The code is, as far as it goes, a good thing. But it’s already out of date, for the superstores, enterprising as ever, have found new means of eliminating farmers from the market. They now employ researchers to discover precisely what the average cost of production is for a particular crop, then conduct Dutch auctions over the internet, buying only when the price has fallen to that level. The result is that everyone is wiped out except the biggest suppliers, who can, in an unregulated market, reduce their costs to below the average by offloading them onto their workforce or the environment. But weak as it is, the code should be celebrated, for it is the only progressive measure in the commission’s report.

The vast dossier it has compiled neatly flunks or fudges all the other issues raised by the superstores’ dominance. It agrees that the chains’ use of “loss leaders” (staple foods sold at below cost price to create the impression of cheapness) “operates against the public interest”. But while it acknowledges that this unfair practice damages the superstores’ smaller competitors, it suggests that the harm done to consumers is not sufficient to provoke any action. By refusing to intervene, the Competition Commission has just signed the death warrant for Britain’s remaining milkmen and independent bakers.

The commission has concluded that the superstores’ obscene policy of charging more for their goods in poor areas (where there is less competition) than in rich ones also “operates against the public interest”. Again, however, it has decided not to act. So what on earth is going on?
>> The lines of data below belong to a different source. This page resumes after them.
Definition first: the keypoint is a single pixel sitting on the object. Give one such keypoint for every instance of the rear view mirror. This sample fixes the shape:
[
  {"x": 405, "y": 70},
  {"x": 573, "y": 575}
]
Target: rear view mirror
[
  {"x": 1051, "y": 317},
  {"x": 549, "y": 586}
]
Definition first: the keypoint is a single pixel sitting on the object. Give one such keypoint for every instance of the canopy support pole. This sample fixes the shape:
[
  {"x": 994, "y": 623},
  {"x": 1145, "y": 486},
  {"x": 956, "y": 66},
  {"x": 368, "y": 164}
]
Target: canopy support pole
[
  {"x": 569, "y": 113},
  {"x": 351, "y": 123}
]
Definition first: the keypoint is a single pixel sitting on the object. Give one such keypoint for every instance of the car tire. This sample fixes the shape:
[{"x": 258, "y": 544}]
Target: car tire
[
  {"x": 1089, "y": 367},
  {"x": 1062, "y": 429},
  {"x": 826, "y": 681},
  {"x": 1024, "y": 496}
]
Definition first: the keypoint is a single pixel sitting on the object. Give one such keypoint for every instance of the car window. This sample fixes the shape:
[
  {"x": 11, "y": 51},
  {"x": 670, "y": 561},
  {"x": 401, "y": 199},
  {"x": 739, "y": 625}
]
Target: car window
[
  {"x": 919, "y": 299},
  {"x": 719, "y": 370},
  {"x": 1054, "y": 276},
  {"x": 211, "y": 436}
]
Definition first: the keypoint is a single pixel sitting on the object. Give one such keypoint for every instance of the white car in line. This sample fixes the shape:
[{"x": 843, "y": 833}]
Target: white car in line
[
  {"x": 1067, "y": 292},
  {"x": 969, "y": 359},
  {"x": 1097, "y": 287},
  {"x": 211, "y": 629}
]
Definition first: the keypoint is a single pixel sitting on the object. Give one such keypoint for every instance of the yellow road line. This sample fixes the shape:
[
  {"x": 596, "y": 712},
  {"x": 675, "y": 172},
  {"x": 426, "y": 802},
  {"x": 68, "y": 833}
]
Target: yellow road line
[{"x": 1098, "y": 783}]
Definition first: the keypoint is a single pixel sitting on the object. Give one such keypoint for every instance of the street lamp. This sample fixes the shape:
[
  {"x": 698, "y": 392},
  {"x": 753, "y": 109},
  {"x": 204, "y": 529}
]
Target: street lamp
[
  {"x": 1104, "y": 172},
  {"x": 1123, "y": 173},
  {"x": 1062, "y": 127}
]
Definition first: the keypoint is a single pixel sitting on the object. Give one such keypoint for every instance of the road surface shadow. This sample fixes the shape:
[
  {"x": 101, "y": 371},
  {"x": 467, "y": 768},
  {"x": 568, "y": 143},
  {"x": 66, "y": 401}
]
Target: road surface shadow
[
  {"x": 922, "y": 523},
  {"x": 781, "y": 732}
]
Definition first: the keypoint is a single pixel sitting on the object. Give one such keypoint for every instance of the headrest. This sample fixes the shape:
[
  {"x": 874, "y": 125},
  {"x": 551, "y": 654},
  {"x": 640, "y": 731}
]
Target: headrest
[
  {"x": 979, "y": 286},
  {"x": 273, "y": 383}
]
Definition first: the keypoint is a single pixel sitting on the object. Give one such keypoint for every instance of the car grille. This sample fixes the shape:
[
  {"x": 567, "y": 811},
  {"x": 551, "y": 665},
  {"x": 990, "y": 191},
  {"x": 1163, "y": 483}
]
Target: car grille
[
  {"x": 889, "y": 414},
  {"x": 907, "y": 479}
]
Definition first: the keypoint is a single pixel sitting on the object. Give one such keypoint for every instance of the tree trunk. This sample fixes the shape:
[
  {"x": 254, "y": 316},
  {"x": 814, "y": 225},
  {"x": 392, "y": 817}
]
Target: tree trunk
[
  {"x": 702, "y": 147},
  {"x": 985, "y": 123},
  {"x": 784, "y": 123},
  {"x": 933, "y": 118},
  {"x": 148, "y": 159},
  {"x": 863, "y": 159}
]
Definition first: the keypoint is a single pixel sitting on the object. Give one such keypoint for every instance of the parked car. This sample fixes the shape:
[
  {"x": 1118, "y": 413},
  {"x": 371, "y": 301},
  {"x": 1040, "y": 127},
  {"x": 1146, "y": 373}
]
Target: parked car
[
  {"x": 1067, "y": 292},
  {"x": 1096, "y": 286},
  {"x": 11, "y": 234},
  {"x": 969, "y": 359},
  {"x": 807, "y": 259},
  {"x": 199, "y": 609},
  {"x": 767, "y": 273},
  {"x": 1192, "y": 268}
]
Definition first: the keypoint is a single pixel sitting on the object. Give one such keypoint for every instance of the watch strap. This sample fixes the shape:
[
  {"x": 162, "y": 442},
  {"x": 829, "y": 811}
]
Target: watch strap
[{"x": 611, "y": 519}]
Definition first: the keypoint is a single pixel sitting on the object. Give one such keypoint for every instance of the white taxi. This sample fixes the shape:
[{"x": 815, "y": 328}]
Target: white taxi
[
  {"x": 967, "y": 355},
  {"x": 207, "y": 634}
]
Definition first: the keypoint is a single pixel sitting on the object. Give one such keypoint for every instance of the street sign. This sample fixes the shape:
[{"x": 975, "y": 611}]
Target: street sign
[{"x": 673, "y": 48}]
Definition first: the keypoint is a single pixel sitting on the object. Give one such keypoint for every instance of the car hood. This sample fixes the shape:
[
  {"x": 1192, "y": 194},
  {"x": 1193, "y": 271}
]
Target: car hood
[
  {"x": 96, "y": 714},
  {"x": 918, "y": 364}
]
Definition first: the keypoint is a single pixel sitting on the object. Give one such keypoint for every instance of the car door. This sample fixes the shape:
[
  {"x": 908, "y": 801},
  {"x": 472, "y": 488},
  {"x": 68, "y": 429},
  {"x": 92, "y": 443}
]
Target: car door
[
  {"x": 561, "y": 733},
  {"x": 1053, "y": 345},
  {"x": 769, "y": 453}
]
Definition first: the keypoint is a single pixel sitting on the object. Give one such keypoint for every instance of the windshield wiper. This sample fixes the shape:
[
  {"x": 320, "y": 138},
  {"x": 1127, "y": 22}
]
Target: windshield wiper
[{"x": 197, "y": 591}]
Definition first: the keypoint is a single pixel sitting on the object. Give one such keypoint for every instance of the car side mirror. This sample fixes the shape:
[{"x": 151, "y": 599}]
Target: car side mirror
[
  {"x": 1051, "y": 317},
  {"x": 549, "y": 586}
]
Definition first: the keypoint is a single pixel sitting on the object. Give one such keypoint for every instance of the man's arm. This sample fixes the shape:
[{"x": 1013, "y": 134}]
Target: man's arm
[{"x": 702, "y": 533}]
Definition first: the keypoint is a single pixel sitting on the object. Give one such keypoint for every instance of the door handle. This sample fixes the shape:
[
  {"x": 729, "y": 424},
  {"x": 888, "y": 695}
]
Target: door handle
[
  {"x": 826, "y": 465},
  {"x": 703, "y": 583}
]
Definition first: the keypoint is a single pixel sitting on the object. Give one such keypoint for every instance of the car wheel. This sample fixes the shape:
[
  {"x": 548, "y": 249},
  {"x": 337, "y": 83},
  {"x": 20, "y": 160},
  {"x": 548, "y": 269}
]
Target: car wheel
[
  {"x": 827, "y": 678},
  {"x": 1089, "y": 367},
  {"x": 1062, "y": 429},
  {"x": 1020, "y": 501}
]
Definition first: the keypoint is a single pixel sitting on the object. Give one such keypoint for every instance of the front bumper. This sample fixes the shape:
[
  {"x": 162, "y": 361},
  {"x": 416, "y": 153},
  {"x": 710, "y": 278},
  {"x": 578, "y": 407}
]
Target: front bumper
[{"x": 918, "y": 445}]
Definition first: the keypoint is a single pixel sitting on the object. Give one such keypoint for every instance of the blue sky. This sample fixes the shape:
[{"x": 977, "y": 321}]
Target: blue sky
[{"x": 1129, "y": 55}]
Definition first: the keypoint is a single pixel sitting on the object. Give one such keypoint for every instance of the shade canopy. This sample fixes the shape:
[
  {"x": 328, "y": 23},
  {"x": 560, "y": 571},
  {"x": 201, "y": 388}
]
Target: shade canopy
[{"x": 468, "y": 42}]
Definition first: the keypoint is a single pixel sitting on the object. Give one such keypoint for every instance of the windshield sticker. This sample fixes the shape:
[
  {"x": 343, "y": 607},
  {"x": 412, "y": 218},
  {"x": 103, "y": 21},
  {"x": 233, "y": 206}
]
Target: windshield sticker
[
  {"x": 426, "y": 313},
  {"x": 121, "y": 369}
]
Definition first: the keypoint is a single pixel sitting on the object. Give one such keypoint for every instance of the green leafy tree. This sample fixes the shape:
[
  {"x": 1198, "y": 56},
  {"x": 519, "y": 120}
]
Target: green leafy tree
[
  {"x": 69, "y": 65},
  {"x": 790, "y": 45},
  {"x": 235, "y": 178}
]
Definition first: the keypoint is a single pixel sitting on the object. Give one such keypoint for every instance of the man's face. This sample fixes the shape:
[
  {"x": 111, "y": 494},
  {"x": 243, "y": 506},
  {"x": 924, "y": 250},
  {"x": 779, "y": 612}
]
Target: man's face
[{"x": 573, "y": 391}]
It seems to me that part of the problem is that the Competition Commission seeks to understand the price of everything, and the value of nothing. Buried in figures, it has lost sight of the fact that the superstores have not simply distorted Britain’s food economy. By wiping out tens of thousands of small retailers and suppliers, they have all but destroyed it.

Extraordinarily, the number crunchers appear to have got even the pricing issue wrong. They suggest that British superstores are not anti-competitive because they are no more profitable than their European counterparts. But they have not sought to determine whether or not the European superstores could also be ripping their customers off. It would surely be far easier to see what is happening by comparing the prices in Britain’s superstores with the prices of their competitors in Britain’s independent specialist shops.

Though they employ five times as many staff for the same amount of turnover as the superstores do, though the business rates they pay are typically higher and though they can’t screw their suppliers to the floor, independent butchers, fishmongers and greengrocers undercut the superstores by 30 per cent or more. Fruit and vegetables sold from market stalls tend to be some 40 or 50 per cent cheaper than the fruit and vegetables in superstores.

The commission pronounced itself “satisfied that cost reductions at the farm gate had … been passed through to retail prices”. Yet a survey last year revealed that apples in the superstores were marked up by as much as 198 per cent, and eggs by 439 per cent. In 1998, the Office of Fair Trading concluded that “retailers are increasingly able to retain the benefits from their increased bargaining power rather than passing them to consumers.”

The commissioners’ report took 16 months and £3 million to compile. They employed an army of statisticians and economists to collate staggering tables of figures. But I can’t help feeling that they would have obtained a rather more accurate view of what is happening on Britain’s high streets if they had taken a trip to the shops.